Klimaschutzstrategien, die gewisse Gruppen benachteiligen, können jedoch zu Gegenreaktionen führen, wie etwa den „Gelbwesten“-Protesten in Frankreich, die nach einer geplanten Erhöhung der Kraftstoffsteuer explodierten. Derartige Unruhen unterstreichen die Notwendigkeit, soziale Gerechtigkeit in das Zentrum unserer Klimaschutzmaßnahmen zu stellen.

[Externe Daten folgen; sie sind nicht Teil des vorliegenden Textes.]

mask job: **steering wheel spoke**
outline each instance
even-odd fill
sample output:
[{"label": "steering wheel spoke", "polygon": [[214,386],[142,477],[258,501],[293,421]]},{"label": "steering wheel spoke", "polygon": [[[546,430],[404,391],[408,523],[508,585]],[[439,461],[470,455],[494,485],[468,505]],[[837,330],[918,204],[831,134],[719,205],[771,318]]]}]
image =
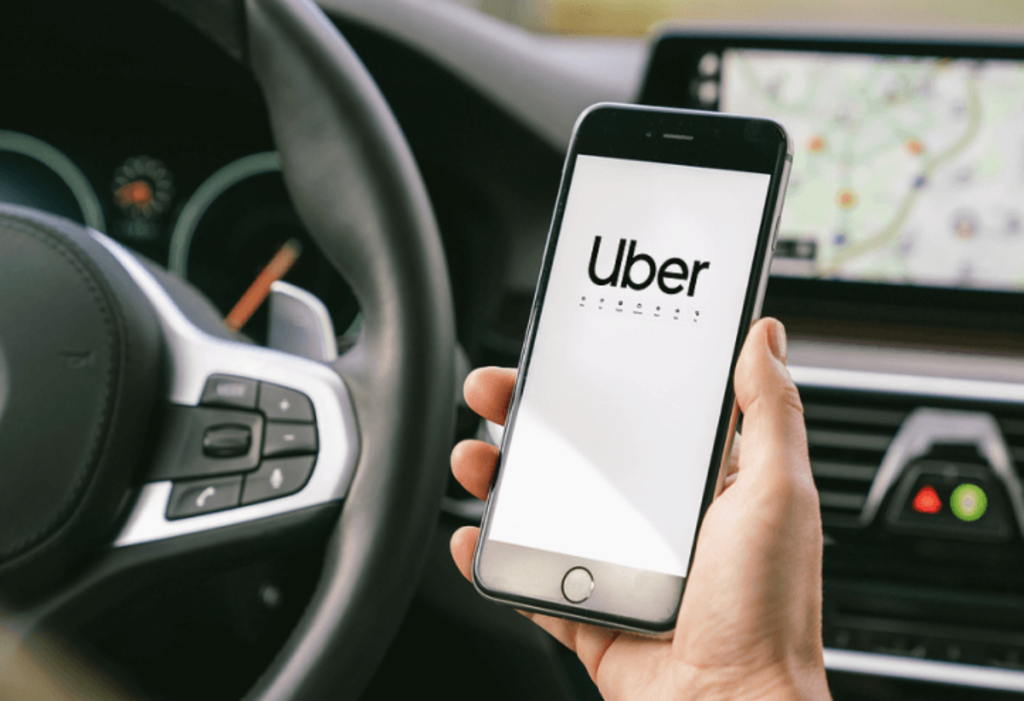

Im Jahr 2020 befindet sich die Welt an einem sozialen Wendepunkt. Wissenschaftler und Zivilgesellschaft müssen gemeinsam ihre Stimme erheben und alle Anstrengungen unternehmen, dass wir in die richtige Richtung weitergehen. Junge Menschen haben Spitzenpolitiker aufgefordert, auf die Wissenschaft zu hören. Und wie im Falle der Maßnahmen gegen die COVID-19-Pandemie ist die wissenschaftliche Gemeinde bereit, mit Regierungen und Unternehmen zusammenzuarbeiten, um die Menschheit auf einen nachhaltigen Klimapfad zu bringen und gleichzeitig verantwortungsvoll mit den Kompromissen im Entwicklungsbereich umzugehen.
Die Bedrohung durch COVID-19 hat gezeigt, dass Regierungen in einer Krise schnell und entschlossen handeln können und dass die Menschen bereit sind, ihr Verhalten zum Wohle der Menschheit zu ändern. Jetzt muss die Welt hinsichtlich der existenziellen Herausforderung durch den Klimawandel dringend den gleichen Ansatz verfolgen.